Our study had some limitations. Almost all diagnosed CDI patients (39 of 41) came from the LUMC, while CDC and controls were derived from both Amphia hospital and LUMC. As the LUMC is a university affiliated hospital instead of a general hospital, patient characteristics in these groups may not have been completely comparable. As such, solid organ transplants, previous hospitalization, immunosuppressant use, and chemotherapy were more frequent in LUMC. Several of these clinical variables significantly affected overall microbiota composition, which challenges studying the sole effect of CDI on microbiota composition. Another limitation is that a single stool sample was available. Therefore, it is impossible to determine if patients were transiently or persistently colonized by C. difficile. Patients classified as CDC might have included patients with only transient passage of spores [2]. Lastly, we have not performed functional characterization of the microbiota, e.g., by metabolomics or transcriptomics.

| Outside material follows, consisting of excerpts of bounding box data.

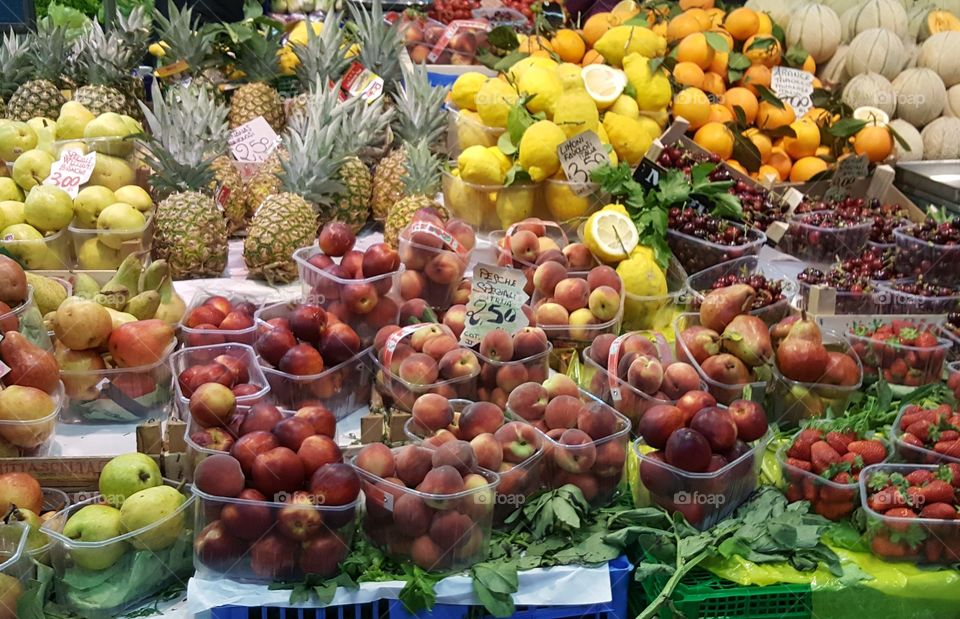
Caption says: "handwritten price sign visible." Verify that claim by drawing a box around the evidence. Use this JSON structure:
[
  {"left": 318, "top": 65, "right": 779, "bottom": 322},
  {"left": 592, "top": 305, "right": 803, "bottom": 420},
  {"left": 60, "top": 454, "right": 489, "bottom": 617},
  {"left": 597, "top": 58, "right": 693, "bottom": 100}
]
[
  {"left": 460, "top": 264, "right": 529, "bottom": 346},
  {"left": 43, "top": 149, "right": 97, "bottom": 198},
  {"left": 227, "top": 116, "right": 280, "bottom": 163}
]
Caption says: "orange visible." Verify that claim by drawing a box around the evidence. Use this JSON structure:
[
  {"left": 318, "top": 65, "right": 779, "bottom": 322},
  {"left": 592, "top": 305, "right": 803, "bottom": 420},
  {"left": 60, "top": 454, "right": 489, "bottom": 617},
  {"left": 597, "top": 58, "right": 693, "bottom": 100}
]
[
  {"left": 674, "top": 32, "right": 715, "bottom": 69},
  {"left": 673, "top": 62, "right": 703, "bottom": 88},
  {"left": 767, "top": 146, "right": 793, "bottom": 181},
  {"left": 743, "top": 34, "right": 781, "bottom": 67},
  {"left": 673, "top": 88, "right": 710, "bottom": 129},
  {"left": 743, "top": 128, "right": 773, "bottom": 163},
  {"left": 667, "top": 13, "right": 703, "bottom": 43},
  {"left": 783, "top": 118, "right": 820, "bottom": 159},
  {"left": 701, "top": 71, "right": 727, "bottom": 97},
  {"left": 680, "top": 0, "right": 714, "bottom": 11},
  {"left": 707, "top": 103, "right": 733, "bottom": 123},
  {"left": 790, "top": 157, "right": 827, "bottom": 183},
  {"left": 757, "top": 101, "right": 797, "bottom": 129},
  {"left": 550, "top": 28, "right": 587, "bottom": 64},
  {"left": 723, "top": 7, "right": 760, "bottom": 41},
  {"left": 740, "top": 64, "right": 771, "bottom": 94},
  {"left": 580, "top": 49, "right": 603, "bottom": 66},
  {"left": 853, "top": 125, "right": 893, "bottom": 163},
  {"left": 693, "top": 122, "right": 733, "bottom": 159},
  {"left": 583, "top": 13, "right": 623, "bottom": 47},
  {"left": 723, "top": 86, "right": 759, "bottom": 125}
]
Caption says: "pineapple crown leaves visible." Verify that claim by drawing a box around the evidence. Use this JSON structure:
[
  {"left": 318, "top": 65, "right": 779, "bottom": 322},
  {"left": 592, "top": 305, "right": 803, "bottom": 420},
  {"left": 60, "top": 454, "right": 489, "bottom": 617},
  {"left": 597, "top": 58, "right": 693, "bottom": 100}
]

However, our study had multiple important strengths. Firstly, this is the first study that investigates microbiota composition of C. difficile colonized patients, as compared to controls and CDI patients, with more than 10 patients included per group. This allowed for more robust statistical analysis, and for detecting smaller and subtle changes within the composition. Secondly, controls in this study were not healthy controls. Instead, controls and CDC patients were selected from the same cohort of newly admitted patients, and all three groups were hospitalized on the same wards to make the comparisons more fair. Thirdly, CDI was well defined. Although molecular testing is nowadays often used as a stand-alone test to diagnose CDI, these assays cannot discern colonization from infection [47]. In our study, all samples suspected of CDI were (also) tested with an assay detecting free toxins. Laboratory results were interpreted in conjunction with clinical symptoms. According to the Dutch sentinel surveillance program and the ECDC criteria, patients had to have diarrhea for at least 2 days and/or pseudomembranous colitis at endoscopy and no other apparent cause of diarrhea. Although milder cases may have been missed by using these strict criteria, we are quite confident that our CDI group consisted of clinical relevant CDI cases requiring CDI treatment. Fourthly, duplicates for DNA extraction and sequencing were included to detect potential bias. All these duplicates showed very high similarity in composition profiles, demonstrating the reproducibility of DNA extraction and sequencing procedures (Figure S1).

5. Conclusions

We demonstrated that colonization and infection by C. difficile are associated with decreased bacterial diversity in the gut and differences in relative abundance of specific bacterial taxa, including Veillonella, Fusicatenibacter, Eubacterium hallii, Bacteroides, and members of the Lachnospiraceae and Ruminococcaceae families. Future studies could focus on functional characterization of the microbiota, e.g., by metabolomics or transcriptomics, and on co-cultivation of specific bacteria, e.g., Fusicatenibacter with C. difficile, in light of C. difficile colonization and infection. In addition, it is relevant to determine if the observed gut microbiota changes are present before acquiring colonization and/or CDI, or merely as a consequence.